Sur scène, deux îlots blancs ornés de mobiliers se distinguent. L’un et l’autre sont attribués aux protagonistes de cette histoire et représentent leurs intérieurs. Rien ne les rattache excepté un discret fil de nylon tendu entre eux. Cette scénographie sobre et symbolique préfigure ce qui se passe sur la scène du Théâtre Antoine. L’histoire de deux individus que tout éloigne mais liés pour toujours.
« Est-ce que l'on peut empêcher le printemps de venir, alors même que l'on couperait toutes les forêts du monde ? » - Louise Michel
Ariane (Isabelle Carré) et Jean (Pierre Deladonchamps) se rencontrent furtivement au détour d’une soirée de théâtre. Cette brève entrevue scellera leur destin. Ils tombent amoureux mais doivent immédiatement se séparer car Jean est appelé au front Prusse lors de la guerre de 1870.
La famine et la misère sévissent alors dans les rues de Paris et la révolte gronde. Le peuple est en colère, il tient le gouvernement de Thiers pour responsable. Leur idylle prend alors un nouveau tour quand l’un et l’autre doivent se positionner face à l’émergence de la Commune.
En l’absence de Jean, Ariane s’est investie de plus en plus dans des activités militantes, elle est devenue une « communarde ». Jean, fait prisonnier de guerre, est rappelé en France pour contrer la révolte. Il est du côté du pouvoir, elle est de celui du peuple.
Leur amour pourra t-il survivre de part et d’autre de la barricade ?
Cette pièce est construite comme l’échange épistolaire entre Ariane et Jean ponctué des quelques entrevues qui marquent leur histoire. A l’aide d’un mécanisme qui actionne un fil tendu entre deux roues semblables à celles d'un vélo, les protagonistes se font parvenir leurs lettres. Si ce dispositif peut sembler très sobre, on est surpris par la théâtralité de cet échange écrit par Laurent Seksik et mis en scène par Geraldine Martineau.
Quelques animations vidéos, telle celle d'un oiseau qui s'envole ou se pose tour à tour, viennent compléter le décor en y ajoutant une touche de poésie supplémentaire.

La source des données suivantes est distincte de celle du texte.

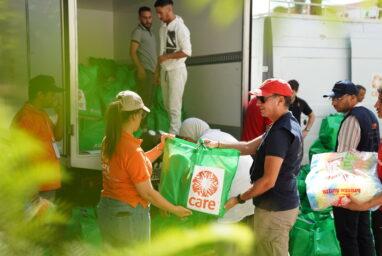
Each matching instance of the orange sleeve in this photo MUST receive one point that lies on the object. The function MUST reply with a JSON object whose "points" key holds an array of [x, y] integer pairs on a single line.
{"points": [[267, 121], [137, 167], [27, 124]]}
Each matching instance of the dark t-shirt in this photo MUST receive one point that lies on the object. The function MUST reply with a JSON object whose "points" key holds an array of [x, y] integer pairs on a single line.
{"points": [[299, 106], [283, 141]]}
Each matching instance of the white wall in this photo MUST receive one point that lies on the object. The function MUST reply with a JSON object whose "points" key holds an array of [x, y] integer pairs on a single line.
{"points": [[13, 55], [45, 42], [95, 34], [317, 53]]}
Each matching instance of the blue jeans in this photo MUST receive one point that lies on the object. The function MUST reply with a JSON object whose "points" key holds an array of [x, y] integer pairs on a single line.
{"points": [[121, 224]]}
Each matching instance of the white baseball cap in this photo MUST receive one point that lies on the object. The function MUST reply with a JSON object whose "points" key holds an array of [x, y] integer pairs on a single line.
{"points": [[131, 101]]}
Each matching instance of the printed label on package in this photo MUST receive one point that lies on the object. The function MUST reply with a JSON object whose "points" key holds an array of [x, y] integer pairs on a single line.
{"points": [[206, 189]]}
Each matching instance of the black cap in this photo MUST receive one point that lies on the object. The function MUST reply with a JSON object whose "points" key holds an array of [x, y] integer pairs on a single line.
{"points": [[43, 83], [341, 88]]}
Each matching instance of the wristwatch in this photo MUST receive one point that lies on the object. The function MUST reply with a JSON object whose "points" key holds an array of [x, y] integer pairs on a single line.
{"points": [[239, 200]]}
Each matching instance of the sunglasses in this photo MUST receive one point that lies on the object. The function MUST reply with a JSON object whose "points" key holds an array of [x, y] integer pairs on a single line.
{"points": [[338, 98], [264, 99]]}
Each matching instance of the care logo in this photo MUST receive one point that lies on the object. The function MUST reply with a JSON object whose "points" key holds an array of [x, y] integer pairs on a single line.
{"points": [[205, 184], [206, 189]]}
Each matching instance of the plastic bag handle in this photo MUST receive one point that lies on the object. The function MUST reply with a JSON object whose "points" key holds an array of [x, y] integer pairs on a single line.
{"points": [[201, 144]]}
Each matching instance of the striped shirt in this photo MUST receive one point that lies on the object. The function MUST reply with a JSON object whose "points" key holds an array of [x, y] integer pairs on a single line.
{"points": [[350, 135]]}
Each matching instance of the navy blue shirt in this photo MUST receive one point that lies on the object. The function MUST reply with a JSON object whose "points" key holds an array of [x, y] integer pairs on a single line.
{"points": [[283, 140]]}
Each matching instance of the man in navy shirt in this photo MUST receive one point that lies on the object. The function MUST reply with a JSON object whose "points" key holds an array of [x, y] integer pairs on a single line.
{"points": [[273, 173]]}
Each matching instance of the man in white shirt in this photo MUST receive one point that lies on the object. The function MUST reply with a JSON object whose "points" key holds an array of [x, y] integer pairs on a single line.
{"points": [[171, 72]]}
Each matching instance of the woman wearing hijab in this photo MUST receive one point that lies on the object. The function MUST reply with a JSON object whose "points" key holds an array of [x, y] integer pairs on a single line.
{"points": [[123, 209]]}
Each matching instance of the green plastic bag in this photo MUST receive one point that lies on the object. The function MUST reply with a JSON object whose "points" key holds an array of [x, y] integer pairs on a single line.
{"points": [[90, 106], [314, 235], [87, 219], [91, 133], [197, 177]]}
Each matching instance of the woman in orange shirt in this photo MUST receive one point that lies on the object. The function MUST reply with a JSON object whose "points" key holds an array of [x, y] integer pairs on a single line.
{"points": [[123, 210]]}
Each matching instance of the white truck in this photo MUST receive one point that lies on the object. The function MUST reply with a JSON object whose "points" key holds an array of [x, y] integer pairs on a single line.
{"points": [[228, 60]]}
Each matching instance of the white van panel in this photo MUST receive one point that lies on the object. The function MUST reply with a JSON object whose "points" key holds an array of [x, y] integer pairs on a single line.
{"points": [[366, 63]]}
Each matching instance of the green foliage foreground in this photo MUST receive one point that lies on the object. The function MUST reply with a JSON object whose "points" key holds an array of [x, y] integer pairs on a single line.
{"points": [[22, 233]]}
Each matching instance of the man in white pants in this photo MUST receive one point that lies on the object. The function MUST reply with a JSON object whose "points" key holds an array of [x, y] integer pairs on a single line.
{"points": [[171, 72]]}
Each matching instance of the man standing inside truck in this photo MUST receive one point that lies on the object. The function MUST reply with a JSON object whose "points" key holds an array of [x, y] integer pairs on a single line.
{"points": [[358, 130], [299, 106], [171, 72], [143, 53], [35, 121]]}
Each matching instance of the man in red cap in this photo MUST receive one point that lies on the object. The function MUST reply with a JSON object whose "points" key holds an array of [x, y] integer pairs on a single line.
{"points": [[273, 173], [254, 123]]}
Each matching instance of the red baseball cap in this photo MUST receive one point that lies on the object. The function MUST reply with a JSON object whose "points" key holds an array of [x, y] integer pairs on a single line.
{"points": [[273, 86]]}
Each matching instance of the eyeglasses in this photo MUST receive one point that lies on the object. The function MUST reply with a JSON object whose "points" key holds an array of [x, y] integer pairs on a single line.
{"points": [[143, 114], [264, 99], [338, 99]]}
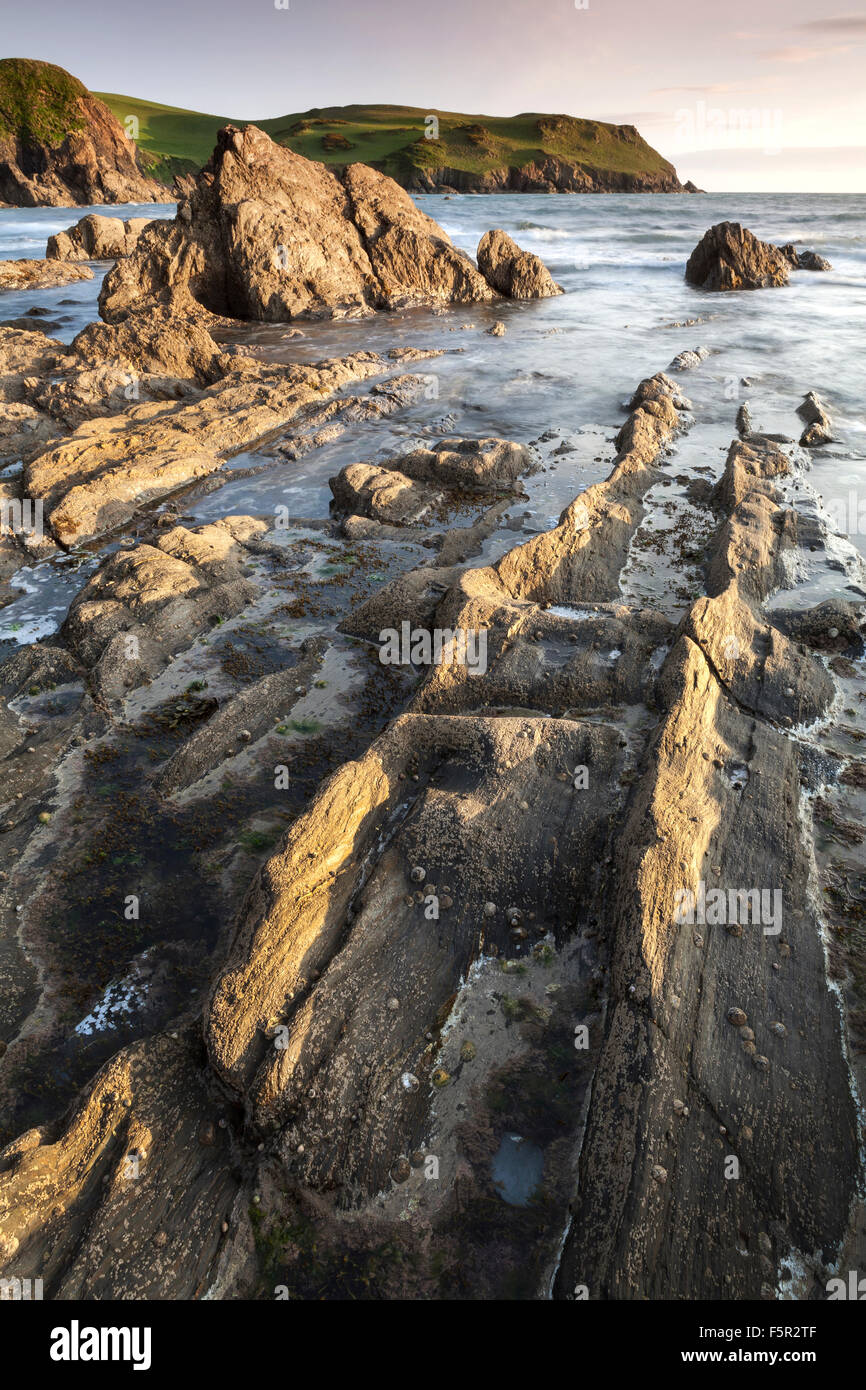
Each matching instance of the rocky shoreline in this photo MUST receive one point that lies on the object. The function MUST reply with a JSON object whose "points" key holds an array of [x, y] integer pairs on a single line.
{"points": [[378, 933]]}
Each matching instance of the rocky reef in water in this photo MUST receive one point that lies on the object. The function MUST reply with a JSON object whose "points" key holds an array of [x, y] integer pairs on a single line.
{"points": [[352, 948]]}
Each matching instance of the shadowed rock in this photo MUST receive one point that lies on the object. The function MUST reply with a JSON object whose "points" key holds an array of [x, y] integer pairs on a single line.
{"points": [[268, 235], [512, 271], [731, 257], [96, 238]]}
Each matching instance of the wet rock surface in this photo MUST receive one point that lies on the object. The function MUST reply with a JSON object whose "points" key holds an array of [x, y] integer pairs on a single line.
{"points": [[96, 238], [731, 257], [266, 234], [45, 274], [395, 913], [510, 271]]}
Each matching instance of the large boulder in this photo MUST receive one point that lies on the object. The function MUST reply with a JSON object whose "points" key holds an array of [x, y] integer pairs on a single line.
{"points": [[731, 257], [96, 238], [512, 271], [268, 235], [804, 260]]}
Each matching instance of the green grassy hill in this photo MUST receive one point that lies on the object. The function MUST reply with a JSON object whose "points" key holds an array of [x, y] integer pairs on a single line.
{"points": [[38, 102], [392, 138]]}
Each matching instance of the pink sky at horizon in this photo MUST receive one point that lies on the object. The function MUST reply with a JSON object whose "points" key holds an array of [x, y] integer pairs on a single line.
{"points": [[763, 96]]}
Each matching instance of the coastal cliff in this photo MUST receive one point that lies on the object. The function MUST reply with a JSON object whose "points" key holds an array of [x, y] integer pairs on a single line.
{"points": [[60, 146]]}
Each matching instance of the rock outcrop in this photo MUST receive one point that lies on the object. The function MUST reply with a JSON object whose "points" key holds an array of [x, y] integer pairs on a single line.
{"points": [[558, 881], [268, 235], [96, 238], [730, 257], [46, 274], [804, 260], [61, 146], [819, 428], [512, 271]]}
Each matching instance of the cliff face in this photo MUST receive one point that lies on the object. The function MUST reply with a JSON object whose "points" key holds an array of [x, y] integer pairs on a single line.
{"points": [[548, 175], [426, 152], [60, 146]]}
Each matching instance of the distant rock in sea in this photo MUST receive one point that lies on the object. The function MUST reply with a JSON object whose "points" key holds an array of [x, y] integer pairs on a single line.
{"points": [[731, 257]]}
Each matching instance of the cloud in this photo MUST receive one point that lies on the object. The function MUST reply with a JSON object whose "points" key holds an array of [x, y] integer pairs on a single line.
{"points": [[794, 54], [709, 89], [844, 24]]}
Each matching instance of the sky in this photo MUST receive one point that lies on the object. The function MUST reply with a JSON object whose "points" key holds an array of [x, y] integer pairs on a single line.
{"points": [[754, 95]]}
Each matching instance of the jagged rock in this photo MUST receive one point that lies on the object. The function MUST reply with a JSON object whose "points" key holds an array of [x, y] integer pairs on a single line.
{"points": [[266, 234], [60, 146], [467, 463], [96, 478], [46, 274], [690, 359], [731, 257], [382, 494], [818, 421], [96, 238], [124, 623], [804, 260], [512, 271], [156, 341]]}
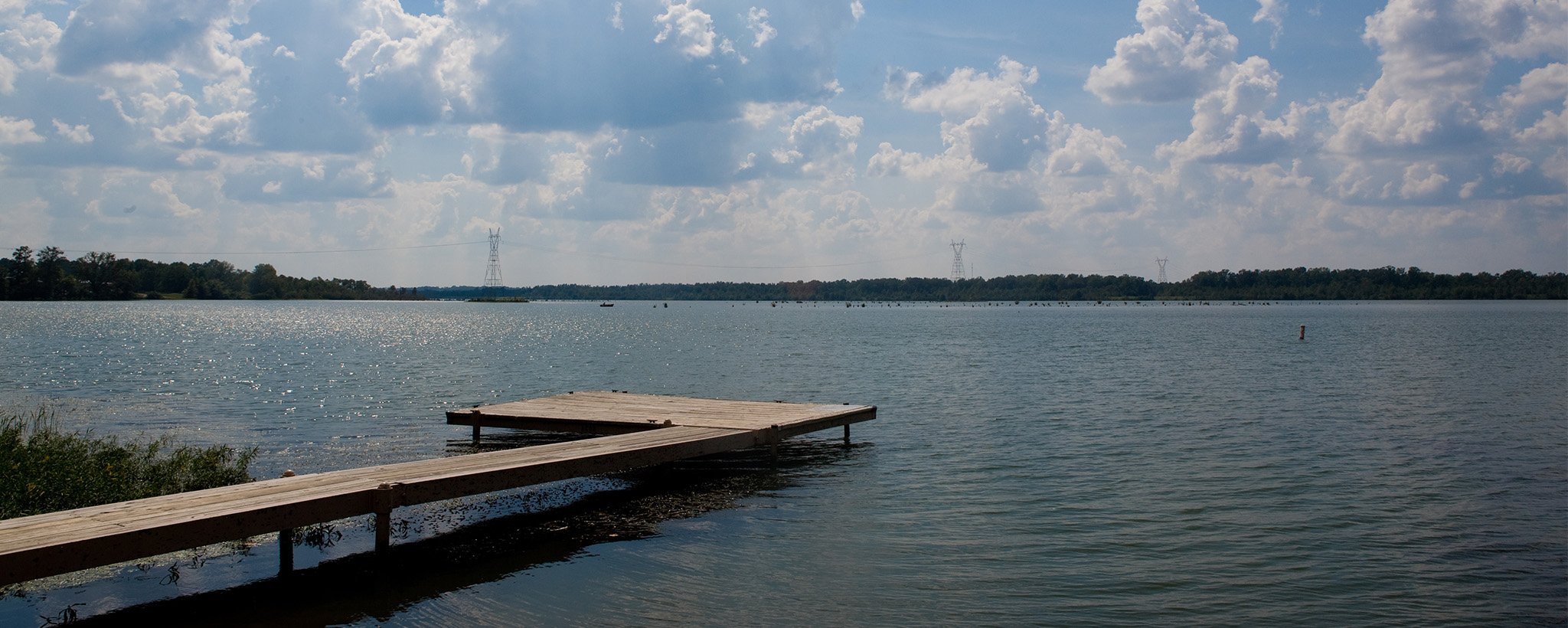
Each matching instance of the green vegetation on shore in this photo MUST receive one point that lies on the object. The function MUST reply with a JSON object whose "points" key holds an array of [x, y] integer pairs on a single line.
{"points": [[46, 469], [1387, 283], [47, 275]]}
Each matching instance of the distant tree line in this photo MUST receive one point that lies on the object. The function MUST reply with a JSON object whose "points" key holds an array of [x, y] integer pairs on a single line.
{"points": [[49, 275], [1387, 283]]}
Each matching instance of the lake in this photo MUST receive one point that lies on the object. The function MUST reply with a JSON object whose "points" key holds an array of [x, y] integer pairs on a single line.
{"points": [[1114, 465]]}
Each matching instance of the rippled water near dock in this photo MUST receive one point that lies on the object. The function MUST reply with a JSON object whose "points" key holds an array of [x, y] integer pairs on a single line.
{"points": [[1407, 463]]}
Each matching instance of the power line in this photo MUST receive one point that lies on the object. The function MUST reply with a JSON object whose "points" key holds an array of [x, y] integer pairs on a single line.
{"points": [[712, 266], [493, 270], [336, 250], [959, 261]]}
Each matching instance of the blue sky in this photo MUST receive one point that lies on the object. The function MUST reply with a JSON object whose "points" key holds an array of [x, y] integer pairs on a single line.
{"points": [[628, 142]]}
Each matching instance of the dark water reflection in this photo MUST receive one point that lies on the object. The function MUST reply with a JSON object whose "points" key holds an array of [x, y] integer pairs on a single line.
{"points": [[1407, 465], [369, 587]]}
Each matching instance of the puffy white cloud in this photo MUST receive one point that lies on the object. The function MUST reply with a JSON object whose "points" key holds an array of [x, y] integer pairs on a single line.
{"points": [[990, 119], [74, 132], [1436, 57], [1180, 54], [688, 28], [1230, 126], [758, 22], [410, 70], [821, 145], [18, 131], [289, 178]]}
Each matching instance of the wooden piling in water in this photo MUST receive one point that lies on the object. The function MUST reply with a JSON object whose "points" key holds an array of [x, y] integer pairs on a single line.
{"points": [[640, 430]]}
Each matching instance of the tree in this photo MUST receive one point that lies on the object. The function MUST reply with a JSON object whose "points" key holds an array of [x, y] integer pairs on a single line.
{"points": [[264, 283], [52, 280], [21, 273], [106, 278]]}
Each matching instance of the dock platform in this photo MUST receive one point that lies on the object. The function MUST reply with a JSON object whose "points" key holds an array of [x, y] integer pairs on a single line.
{"points": [[640, 430]]}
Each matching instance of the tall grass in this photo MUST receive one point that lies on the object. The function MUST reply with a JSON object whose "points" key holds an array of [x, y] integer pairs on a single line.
{"points": [[44, 468]]}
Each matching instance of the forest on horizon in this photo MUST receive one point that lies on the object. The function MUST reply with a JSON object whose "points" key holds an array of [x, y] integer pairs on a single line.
{"points": [[49, 275]]}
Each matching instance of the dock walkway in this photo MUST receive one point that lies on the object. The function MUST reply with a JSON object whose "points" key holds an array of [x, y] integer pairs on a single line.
{"points": [[639, 429]]}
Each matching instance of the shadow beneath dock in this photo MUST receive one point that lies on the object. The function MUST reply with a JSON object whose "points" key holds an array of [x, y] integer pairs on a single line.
{"points": [[368, 586]]}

Le récit nous parvient parfaitement. En effet, les lettres sont une ouverture vers les descriptions et l’approfondissement des ressentis de chaque personnage. Le public profite ainsi de la foule de détails historiques qui se glisse dans le contenu de leurs papiers et découvre cette époque si méconnue qu’on appelle « La commune ».
Malgré leurs différences d'opinion, nos deux amants ne cessent d'être en lien, d'échanger, de tenter de s'expliquer sur qui ils sont et les valeurs qu'ils défendent. Le fil qui les relie, bien que fragile, ne semble pas pouvoir se briser.
Le jeu d’Isabelle Carré et Pierre Deladonchamps, d’une grande finesse, permet de rendre les écrits des lettres « vivants ».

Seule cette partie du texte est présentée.